In the first inning of a showcase series against the Los Angeles Dodgers, Luis Severino took the spotlight off the Yankees' chances of competing and put it firmly on his juice-less right arm.
This was Severino's third start of the season, and the first two went swimmingly. In his 2023 debut against the Reds, the Yankees went by the book and removed him once he surpassed his prescribed pitch count. In the follow-up outing against the Padres, he touched 100, rested at 99 for a significant portion of the outing, and made it through 6.2 innings of one-hit ball on just 82 pitches.
On Friday night at Chavez Ravine, Severino was as hittable as he's ever been in the bottom of the first inning, surrendering a leadoff home run, seven more hits, and only getting bailed out by a pickoff throw into third for the final out. Without that bit of Jose Trevino trickery, who knows how long his flattened first inning would've lasted?
Severino's velocity in that nightmare frame was down nearly 2 MPH from his established average; often, he sat at 94. Once, in the second inning, he topped out at 92. Was something wrong? Was he physically exhausted? In the postgame scrum, he didn't admit to any of that, and placed the blame firmly on his poor command -- which, let's face it, was also an issue.
It wasn't the issue, though.
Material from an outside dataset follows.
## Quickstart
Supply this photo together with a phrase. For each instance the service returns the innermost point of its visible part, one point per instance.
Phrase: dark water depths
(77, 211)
The command issues probably come from the same mechanical place that lessened his velocity, and Severino will have to quickly find a way to return to his standard (or admit something's wrong).
Yankees star Luis Severino's velocity way down vs Dodgers
The Yankees were willing to trade Jordan Montgomery early, but not Severino, due to the tantalizing nature of his peak form.
Now, with four months remaining on his extension with the Bombers, the team is nearly back to square one, unclear why his stuff didn't survive from Start 2 to Start 3.
The issue of "pitch tipping" came into play after Friday's game, too, seemingly only because it's in vogue at the moment. But, much like when the Blue Jays employed this strategy two weeks ago, it was just a distraction from the issue at hand.
Severino is not Jay Jackson, though. And if he did have a tell on Friday night, it was only the third-biggest issue with his performance. Like we said when Judge's side-eye home run came under fire, you don't need to know what's coming to hit a center-cut pitch with less bite than expected.
Severino could survive, in a theoretical world, at 95-96. But the reason he's brought so much joy in the past -- the very recent past -- is because he has the stuff to paper over his mistakes. Losing that much velocity from start to start indicates something is wrong, no matter what he claimed in a public forum after another worrisome showcase.